From the native codegen front: I’ve been working on (1) gradually improving both Julia language and CUDA framework/hardware support, and more importantly (2) to be able to use this support on top of julia/master. This work is nearing completion, and I hope/expect a technical preview to be available with 0.6. I’ll be writing up a blogpost documenting all this in the near future.
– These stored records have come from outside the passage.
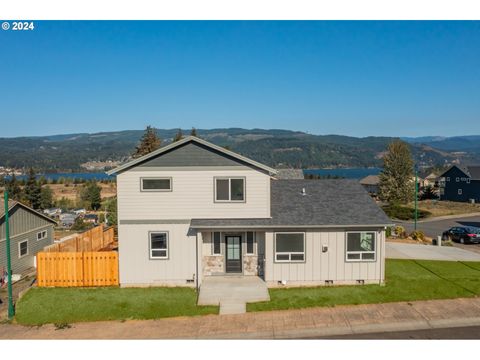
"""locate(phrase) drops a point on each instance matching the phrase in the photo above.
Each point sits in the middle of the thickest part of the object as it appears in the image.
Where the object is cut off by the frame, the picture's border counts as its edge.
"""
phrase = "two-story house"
(193, 209)
(460, 183)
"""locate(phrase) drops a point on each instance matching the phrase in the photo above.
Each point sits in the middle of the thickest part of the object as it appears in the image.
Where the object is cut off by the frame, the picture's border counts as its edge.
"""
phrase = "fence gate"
(69, 269)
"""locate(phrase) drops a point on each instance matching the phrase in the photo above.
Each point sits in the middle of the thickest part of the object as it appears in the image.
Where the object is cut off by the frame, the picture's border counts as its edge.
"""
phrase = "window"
(158, 245)
(156, 184)
(290, 247)
(23, 248)
(230, 189)
(217, 243)
(250, 242)
(42, 235)
(360, 246)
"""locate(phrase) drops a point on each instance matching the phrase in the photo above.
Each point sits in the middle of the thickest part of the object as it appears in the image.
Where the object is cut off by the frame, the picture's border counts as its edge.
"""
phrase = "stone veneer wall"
(213, 265)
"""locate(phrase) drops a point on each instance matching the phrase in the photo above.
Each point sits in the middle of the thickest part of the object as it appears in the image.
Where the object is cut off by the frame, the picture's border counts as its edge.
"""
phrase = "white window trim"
(246, 242)
(167, 252)
(275, 253)
(229, 178)
(156, 190)
(361, 252)
(41, 234)
(213, 243)
(19, 252)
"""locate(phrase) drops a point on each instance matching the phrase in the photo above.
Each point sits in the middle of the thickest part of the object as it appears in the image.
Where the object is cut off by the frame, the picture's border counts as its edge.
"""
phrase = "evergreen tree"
(91, 195)
(396, 185)
(33, 190)
(148, 143)
(13, 188)
(178, 136)
(46, 198)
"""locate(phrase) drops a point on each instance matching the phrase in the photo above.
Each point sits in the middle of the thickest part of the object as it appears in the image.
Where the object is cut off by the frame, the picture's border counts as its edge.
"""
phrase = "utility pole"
(11, 310)
(416, 197)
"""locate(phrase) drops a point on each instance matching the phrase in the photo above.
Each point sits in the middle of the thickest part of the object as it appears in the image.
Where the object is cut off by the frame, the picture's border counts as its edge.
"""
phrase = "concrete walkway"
(304, 323)
(428, 252)
(232, 292)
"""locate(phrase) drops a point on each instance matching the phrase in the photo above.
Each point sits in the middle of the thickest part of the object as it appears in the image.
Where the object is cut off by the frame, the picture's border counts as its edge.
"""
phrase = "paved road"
(433, 228)
(464, 333)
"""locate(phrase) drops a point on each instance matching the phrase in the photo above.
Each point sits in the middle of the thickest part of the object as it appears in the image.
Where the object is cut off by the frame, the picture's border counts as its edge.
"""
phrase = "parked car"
(462, 234)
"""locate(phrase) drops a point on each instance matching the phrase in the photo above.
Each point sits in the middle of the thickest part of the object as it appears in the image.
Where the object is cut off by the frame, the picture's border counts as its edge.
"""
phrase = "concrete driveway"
(428, 252)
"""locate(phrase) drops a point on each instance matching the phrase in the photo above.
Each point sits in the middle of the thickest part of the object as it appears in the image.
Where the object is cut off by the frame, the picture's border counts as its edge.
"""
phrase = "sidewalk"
(314, 322)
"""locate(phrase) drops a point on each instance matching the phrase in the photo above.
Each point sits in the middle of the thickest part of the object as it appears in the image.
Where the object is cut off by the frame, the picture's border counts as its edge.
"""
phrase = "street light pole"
(11, 310)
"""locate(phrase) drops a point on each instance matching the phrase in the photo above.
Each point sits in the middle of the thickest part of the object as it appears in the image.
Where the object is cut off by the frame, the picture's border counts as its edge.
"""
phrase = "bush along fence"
(94, 239)
(80, 261)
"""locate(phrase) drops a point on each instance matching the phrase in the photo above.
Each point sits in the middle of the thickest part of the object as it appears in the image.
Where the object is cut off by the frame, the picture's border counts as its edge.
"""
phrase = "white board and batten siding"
(321, 266)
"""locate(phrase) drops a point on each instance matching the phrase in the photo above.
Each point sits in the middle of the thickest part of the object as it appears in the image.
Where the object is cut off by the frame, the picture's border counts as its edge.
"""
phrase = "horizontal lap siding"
(136, 267)
(320, 266)
(192, 196)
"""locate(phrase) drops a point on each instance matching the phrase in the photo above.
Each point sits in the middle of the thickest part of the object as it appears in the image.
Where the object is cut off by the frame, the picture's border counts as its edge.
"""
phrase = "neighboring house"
(193, 209)
(460, 183)
(30, 232)
(370, 183)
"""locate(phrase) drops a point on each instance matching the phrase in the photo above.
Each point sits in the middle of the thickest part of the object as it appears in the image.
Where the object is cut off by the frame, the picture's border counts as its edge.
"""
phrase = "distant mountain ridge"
(274, 147)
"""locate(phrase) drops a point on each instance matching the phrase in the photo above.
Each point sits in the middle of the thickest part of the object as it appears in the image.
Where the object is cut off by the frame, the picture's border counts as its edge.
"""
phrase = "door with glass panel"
(233, 254)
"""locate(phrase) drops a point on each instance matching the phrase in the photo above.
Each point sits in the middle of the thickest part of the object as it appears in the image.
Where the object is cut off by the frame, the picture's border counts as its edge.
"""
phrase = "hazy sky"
(354, 78)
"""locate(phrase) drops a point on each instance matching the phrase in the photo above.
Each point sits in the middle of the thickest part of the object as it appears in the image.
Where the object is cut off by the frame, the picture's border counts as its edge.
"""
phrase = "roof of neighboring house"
(370, 180)
(326, 203)
(472, 171)
(12, 204)
(289, 174)
(186, 140)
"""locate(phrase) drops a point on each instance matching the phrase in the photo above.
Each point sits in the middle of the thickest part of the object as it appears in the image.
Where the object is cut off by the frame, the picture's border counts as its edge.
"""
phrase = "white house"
(193, 209)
For a small demo what’s possible, see eg. this example of a parallel reduction. This is still low-level parallel programming, but that’s the goal. Other packages can use this support to create GPU abstractions, eg. GPUArrays.jl.
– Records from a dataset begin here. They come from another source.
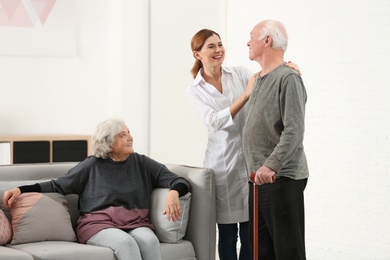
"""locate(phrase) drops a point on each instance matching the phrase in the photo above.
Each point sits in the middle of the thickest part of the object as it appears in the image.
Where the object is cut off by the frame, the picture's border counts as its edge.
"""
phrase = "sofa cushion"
(40, 217)
(169, 231)
(13, 254)
(63, 250)
(5, 229)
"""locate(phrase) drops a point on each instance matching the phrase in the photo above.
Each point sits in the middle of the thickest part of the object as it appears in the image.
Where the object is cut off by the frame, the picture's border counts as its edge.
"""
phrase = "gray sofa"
(198, 242)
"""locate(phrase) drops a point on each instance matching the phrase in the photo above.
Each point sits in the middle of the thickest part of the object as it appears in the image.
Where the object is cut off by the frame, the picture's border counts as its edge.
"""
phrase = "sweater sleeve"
(30, 188)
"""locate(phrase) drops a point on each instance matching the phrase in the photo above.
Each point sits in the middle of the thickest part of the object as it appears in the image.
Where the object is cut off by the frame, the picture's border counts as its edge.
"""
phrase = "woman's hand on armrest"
(172, 206)
(10, 196)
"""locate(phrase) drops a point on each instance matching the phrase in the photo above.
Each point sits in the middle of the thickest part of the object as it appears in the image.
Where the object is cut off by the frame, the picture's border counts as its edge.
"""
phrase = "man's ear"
(196, 55)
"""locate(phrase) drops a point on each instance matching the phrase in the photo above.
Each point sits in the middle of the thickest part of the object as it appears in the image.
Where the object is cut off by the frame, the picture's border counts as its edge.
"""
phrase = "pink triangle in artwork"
(43, 8)
(16, 16)
(9, 7)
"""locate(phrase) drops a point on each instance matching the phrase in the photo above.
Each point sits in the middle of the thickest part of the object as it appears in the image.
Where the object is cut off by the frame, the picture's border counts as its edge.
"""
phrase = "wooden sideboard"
(43, 149)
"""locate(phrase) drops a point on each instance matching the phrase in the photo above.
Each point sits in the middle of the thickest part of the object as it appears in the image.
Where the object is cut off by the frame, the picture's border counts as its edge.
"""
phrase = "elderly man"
(273, 145)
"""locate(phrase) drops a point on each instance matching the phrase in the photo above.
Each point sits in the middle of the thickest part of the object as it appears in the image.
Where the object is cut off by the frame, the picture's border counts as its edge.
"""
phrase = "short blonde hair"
(103, 137)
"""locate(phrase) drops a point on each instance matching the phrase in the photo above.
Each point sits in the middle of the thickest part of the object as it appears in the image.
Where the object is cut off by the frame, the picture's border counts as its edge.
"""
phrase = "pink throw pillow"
(5, 229)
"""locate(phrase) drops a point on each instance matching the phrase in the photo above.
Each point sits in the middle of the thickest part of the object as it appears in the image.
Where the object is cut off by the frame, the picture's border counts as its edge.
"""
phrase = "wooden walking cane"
(255, 217)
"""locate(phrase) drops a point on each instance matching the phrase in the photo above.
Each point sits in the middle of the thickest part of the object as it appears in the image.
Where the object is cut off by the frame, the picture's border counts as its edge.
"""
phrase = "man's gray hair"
(278, 33)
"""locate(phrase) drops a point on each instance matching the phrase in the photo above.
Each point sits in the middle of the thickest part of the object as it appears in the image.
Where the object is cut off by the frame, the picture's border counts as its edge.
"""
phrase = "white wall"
(108, 75)
(128, 67)
(177, 133)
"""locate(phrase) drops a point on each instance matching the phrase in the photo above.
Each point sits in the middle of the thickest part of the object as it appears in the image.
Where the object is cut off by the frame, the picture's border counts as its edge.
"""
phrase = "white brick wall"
(342, 48)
OpenCL.jl and the bindings to CUDA have seem a bit of a stagnation period, due to lack of time.
However, I can say that the CUDArt.jl bindings work just fine and have a computer which has ran pretty much constantly over the last few months using it to churn away on a problem. If you’re willing to write the CUDA kernals, all seems well. I can’t wait for the convenience features though!
There’s a lot of fragmentation & duplication though (esp. between CUDAdrv and CUDArt), often incompatible with each other, making it harder than necessary to use our wrappers. The fact that there’s 2 duplicate but distinct APIs doesn’t help this fact, of course.
I hadn’t been aware there were two sets of drivers - only used CUDArt, which worked OK for me. Is there any key difference from CUDAdrv?
What kind of ops will CUDAnative support? E.g. would
(Y)->sum(Y.^2, 1) give a vector of sums of squares? Or will it support only ops that map easily to CUDA libraries?
- CUDArt vs CUDAdrv: you can thank NVIDIA for this, as they expose two, mostly identical APIs, for historical reasons. The slightly higher-level runtime one is even built on top of the lower-level driver API. We could unify this at the Julia package level (ie. merging CUDArt.jl and CUDAdrv.jl), but that would take quite some engineering effort and might break some use cases (eg. some CUDA-mimicking libraries, like rCUDA, only support the runtime API).
I’ve recently been working on CUDAdrv because I need some of the low-level driver API calls for CUDAnative. I think it has some more solid foundations than CUDArt, like for tracking device allocations wrt. the GC. However, CUDArt is more stable, has much better API coverage, and is used by / has interop with other GPU packages.
- CUDAnative will support arbitrary functions to be compiled and executed on the GPU, and will not be limited to pre-implemented CUDA libraries. The only limitation will be the subset of the Julia language that is supported (for now: no exceptions, no gc, no Julia runtime calls, etc). However, the abstraction level will be similar to that of CUDA. That means, define a kernel function, upload args,
@cuda (blocks, threads) kernel_function(args...), download args. Higher-level, library-like functionality will need to be part of other packages, like GPUArrays.jl.